During a recent conversation with a moderately successful Lithuanian businessman, the subject of foreign investors came up. The enterpreneur, who recently gained full control of his company after buying out a foreign minority shareholder, bluntly dismissed the idea of attracting another foreigner. His response: "Shouldn't we try to keep our businesses 'Lithuanian' as long as we can?"
To be fair, a partner from abroad with a business understanding formed in a market vastly different from the Baltics today is quite a hassle. Today there is a general belief among Lithuanian company owners that management quality brought to the table by a foreign partner no longer exceeds that of the locals enough to justify the increased length of the decision-making process, lower operating flexibility and in many cases higher risk-aversity of a foreign investor. As a result, a majority of M&A transactions that involve a foreign partner take place in business sectors that require a very specific, locally unavailable resource (e.g., stock trading).
As privatization of large-scale infrastructure assets and privatization in general winds down, foreign strategic investors have seen their natural niche shrink and must today turn to the open market to acquire assets. With cost of debt instruments today as low as they are, local investors' love of risk and, in many cases, "buy-first-ask-later" mentality, acquisitions in Lithuania have become a family affair. All local alcohol producers and half of the country's electricity distribution grid were bought by Lithuanians.
Too small a fish to fry. The sky for Lithuanian investors is not without a cloud or two. Opportunities for acquisitions of meaningful size have become scarce. Having gotten used to higher risks, as well as returns, local investment houses and financial groups have set their sights on nearby markets and, in some cases, more far-out regions, such as Romania and Bulgaria. It is not uncommon to see chartered planes stacked with top Lithuanian investment and business community decision-makers take off from Vilnius for Kiev or Bucharest.
Already among the three top foreign investors in Kaliningrad and Latvia, Lithuanian businesses, such as Hanner, are launching commercial property development in Kiev and Bucharest. It might not be surprising to see the omnipresent VP Market unfurling pharmacy and retail chains throughout Eastern Europe, but the trend today is much broader and includes the acquisition of furniture and textile manufacturers in Russia and Ukraine (Sanitas recently took over Hoechst-Biotika in the Slovak Republic). In 2004 alone investments of Lithuanian companies abroad increased 97 percent to a staggering 188 million euros.

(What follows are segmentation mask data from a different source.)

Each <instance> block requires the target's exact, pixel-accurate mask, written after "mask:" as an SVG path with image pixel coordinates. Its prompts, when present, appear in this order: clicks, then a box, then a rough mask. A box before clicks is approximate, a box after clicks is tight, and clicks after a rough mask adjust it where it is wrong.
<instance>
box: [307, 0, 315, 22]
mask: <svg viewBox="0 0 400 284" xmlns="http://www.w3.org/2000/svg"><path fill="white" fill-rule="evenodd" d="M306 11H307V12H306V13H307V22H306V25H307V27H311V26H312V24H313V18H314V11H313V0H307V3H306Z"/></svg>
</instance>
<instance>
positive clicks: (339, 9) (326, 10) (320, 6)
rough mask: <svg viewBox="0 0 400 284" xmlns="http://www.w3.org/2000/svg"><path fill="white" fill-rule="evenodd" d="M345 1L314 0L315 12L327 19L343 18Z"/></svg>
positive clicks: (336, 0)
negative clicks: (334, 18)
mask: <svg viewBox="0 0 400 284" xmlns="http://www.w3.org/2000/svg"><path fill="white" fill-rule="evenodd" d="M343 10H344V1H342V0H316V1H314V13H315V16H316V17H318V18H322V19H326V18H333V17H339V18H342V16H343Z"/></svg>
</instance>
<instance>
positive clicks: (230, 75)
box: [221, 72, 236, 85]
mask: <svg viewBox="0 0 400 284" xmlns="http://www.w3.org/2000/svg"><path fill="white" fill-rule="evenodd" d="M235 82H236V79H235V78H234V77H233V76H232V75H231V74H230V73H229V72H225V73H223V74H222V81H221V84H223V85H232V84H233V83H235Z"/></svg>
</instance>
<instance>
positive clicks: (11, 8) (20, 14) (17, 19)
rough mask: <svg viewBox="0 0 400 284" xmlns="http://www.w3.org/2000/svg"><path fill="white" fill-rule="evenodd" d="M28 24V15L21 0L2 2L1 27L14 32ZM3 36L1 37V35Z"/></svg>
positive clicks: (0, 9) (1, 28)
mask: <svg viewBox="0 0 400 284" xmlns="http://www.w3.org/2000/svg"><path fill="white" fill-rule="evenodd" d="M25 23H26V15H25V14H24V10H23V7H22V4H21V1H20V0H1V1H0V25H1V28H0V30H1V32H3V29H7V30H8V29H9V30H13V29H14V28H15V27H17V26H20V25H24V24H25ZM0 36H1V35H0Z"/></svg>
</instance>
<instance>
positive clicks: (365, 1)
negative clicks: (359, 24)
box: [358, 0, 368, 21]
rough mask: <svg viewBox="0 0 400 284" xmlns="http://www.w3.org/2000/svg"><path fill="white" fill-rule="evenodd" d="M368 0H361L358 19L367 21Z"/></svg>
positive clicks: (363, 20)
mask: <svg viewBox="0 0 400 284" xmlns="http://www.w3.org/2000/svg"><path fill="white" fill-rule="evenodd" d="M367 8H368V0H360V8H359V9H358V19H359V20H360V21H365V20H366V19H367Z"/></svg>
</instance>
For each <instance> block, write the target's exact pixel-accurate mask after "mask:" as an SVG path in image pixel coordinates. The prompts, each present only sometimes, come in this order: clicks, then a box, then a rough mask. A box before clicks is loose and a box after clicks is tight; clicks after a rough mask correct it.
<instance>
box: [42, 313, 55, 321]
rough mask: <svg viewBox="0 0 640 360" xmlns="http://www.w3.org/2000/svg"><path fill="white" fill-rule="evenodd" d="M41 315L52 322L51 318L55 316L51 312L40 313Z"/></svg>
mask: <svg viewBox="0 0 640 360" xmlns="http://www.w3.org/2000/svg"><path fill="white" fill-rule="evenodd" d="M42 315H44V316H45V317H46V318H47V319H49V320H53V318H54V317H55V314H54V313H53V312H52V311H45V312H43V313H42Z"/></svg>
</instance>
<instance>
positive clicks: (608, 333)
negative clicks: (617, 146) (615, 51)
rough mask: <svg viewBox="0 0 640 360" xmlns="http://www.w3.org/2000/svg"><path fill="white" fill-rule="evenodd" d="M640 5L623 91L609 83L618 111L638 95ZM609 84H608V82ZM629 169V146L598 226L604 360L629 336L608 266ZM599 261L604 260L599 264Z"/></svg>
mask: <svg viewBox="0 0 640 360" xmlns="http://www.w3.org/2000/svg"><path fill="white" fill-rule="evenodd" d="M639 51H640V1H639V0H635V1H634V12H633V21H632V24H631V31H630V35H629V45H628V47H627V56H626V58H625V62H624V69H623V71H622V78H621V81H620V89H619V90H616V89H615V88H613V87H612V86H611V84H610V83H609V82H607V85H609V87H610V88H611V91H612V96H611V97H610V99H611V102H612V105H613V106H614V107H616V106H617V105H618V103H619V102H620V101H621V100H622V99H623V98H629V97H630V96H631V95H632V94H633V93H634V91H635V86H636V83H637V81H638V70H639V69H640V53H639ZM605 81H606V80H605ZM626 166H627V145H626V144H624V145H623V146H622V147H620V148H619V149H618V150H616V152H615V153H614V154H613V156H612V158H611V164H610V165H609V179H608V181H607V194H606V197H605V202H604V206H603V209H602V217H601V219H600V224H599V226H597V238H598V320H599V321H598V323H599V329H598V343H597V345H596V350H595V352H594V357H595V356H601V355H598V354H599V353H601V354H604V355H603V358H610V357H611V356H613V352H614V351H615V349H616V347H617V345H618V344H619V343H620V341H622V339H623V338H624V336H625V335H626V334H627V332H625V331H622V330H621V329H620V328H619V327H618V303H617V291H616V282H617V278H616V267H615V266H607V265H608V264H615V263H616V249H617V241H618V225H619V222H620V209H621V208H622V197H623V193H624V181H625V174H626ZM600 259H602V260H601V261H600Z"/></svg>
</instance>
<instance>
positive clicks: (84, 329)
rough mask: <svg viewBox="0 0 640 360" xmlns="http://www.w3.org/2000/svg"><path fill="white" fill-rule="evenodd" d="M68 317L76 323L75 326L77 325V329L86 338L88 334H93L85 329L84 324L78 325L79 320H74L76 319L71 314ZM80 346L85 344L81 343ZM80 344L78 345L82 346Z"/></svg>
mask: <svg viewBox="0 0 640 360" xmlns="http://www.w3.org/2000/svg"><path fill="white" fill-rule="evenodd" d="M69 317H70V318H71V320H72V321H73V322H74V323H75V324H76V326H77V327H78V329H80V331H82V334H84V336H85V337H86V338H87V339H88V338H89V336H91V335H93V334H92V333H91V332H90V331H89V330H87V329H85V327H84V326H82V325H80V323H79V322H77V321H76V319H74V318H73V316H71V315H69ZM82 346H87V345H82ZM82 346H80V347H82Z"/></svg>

The Lithuanian way. Armed with deal-making expertise from past acquisitions, most active local players have cut out not only foreign investors but also local financial advisors. It is estimated that only around 10 's 15 percent of M&A transactions in Lithuania involve meaningful corporate finance advisory by outside professionals. In-house specialists are in many cases an important success factor for the largest local financial, and business groups and independent advisors have no reason to expect increased business flow from such clients.
For years numerous corporate finance advisors have been predicting that "the next year" will be the year of foreigners' acquisitions, as well as the beginning of the consolidation of fragmented market sectors. But we have yet to see any of the two happening on a meaningful scale. EU funds that poured into the food-processing sector have in many cases allowed companies to massively over-invest in production facilities and still remain viable on the market, even though they utilize less than half of their capacities. Vibrant domestic consumption has helped many companies forget the last time they were in the red and, combined with relatively high stock market valuations, have in many cases led to arguably unjustifiable valuation expectations.
With no public assets available for sale, and private-to-private transactions just gaining pace, it is not surprising that for some investors Lithuania is the country of lucrative opportunities that "once were."
Marius Pilibas is an analyst at Bridge Capital.